2005 Salt Lake City Annual Meeting (October 16–19, 2005)

Paper No. 1
Presentation Time: 8:00 AM

THE MISTAKEN POINT BIOTA: ECOLOGY AND EVOLUTION OF THE EARLIEST EDIACARANS


NARBONNE, Guy M., Geological Sciences & Geological Engineering, Queen's University, Kingston, ON K7L 3N6, Canada, narbonne@geol.queensu.ca

The Mistaken Point biota of eastern Newfoundland represents the definite Ediacara-type fossils and thus the oldest large and architecturally complex organisms in Earth history (575-560 Ma). Mistaken Point organisms lived in a deep-slope environment below both storm wave base and the photic zone. Fossils in the Conception Group were preserved as census populations beneath beds of volcanic ash, whereas younger fossils of the Fermeuse Formation were mostly preserved beneath sandstone turbidites. An Ediacaran fossil Lagerstätten near Spaniard's Bay consists of numerous small fronds that were exquisitely preserved in three dimensions within concretions.

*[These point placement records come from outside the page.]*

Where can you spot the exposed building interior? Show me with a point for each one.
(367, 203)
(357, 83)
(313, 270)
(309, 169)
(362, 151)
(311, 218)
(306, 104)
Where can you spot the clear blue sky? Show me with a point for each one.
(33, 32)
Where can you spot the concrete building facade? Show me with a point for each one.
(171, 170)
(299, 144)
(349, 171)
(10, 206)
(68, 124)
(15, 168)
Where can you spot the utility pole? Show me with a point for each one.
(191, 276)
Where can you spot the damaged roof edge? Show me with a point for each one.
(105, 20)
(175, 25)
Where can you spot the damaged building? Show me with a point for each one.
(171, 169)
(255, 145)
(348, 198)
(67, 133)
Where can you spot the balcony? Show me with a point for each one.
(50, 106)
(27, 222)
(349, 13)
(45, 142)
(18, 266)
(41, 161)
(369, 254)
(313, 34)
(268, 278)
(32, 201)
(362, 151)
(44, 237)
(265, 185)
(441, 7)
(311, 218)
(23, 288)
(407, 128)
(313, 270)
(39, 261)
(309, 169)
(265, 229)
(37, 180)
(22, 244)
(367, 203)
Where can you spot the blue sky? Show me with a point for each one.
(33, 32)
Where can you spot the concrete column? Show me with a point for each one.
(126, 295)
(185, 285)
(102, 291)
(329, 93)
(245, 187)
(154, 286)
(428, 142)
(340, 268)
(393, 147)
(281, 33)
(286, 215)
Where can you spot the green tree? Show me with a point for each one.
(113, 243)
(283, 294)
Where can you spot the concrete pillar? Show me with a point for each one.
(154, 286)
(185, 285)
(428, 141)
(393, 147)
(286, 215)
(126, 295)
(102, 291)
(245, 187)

The oldest Mistaken Point fossils postdate the glacial diamictites and cap carbonate of the Gaskiers Formation (580 Ma) by less than 5 million years, implying a causal relationship between the termination of Neoproterozoic glaciation and the proliferation of animal life. The cosmopolitan Ediacaran frond Charniodiscus, widely regarded as a stem-group cnidarian, occurs commonly in the Mistaken Point biota, but bilaterian body fossils and trace trace fossils are conspicuously. More than 85% of all specimens and species in the Mistaken Point biota are rangeomorphs, a group of colonial organisms that exhibited a modular construction of similar, highly fractal elements. These elements were combined as modules to construct frond-, spindle-, comb-, leek-, or bush-shaped colonies. Rangeomorphs appear to represent an extinct high-level clade of early radial animals, perhaps intermediate between the poriferans and the cnidarians. Rangeomorphs characterized the first 15 million years of Ediacaran evolution, perhaps because their fractal growth and modular construction required less genetic complexity than was required by other animal phyla. Rangeomorphs were unable to compete with later, more highly evolved animals, and occur only rarely in younger Ediacaran assemblages and are not known from any Cambrian or younger assemblages.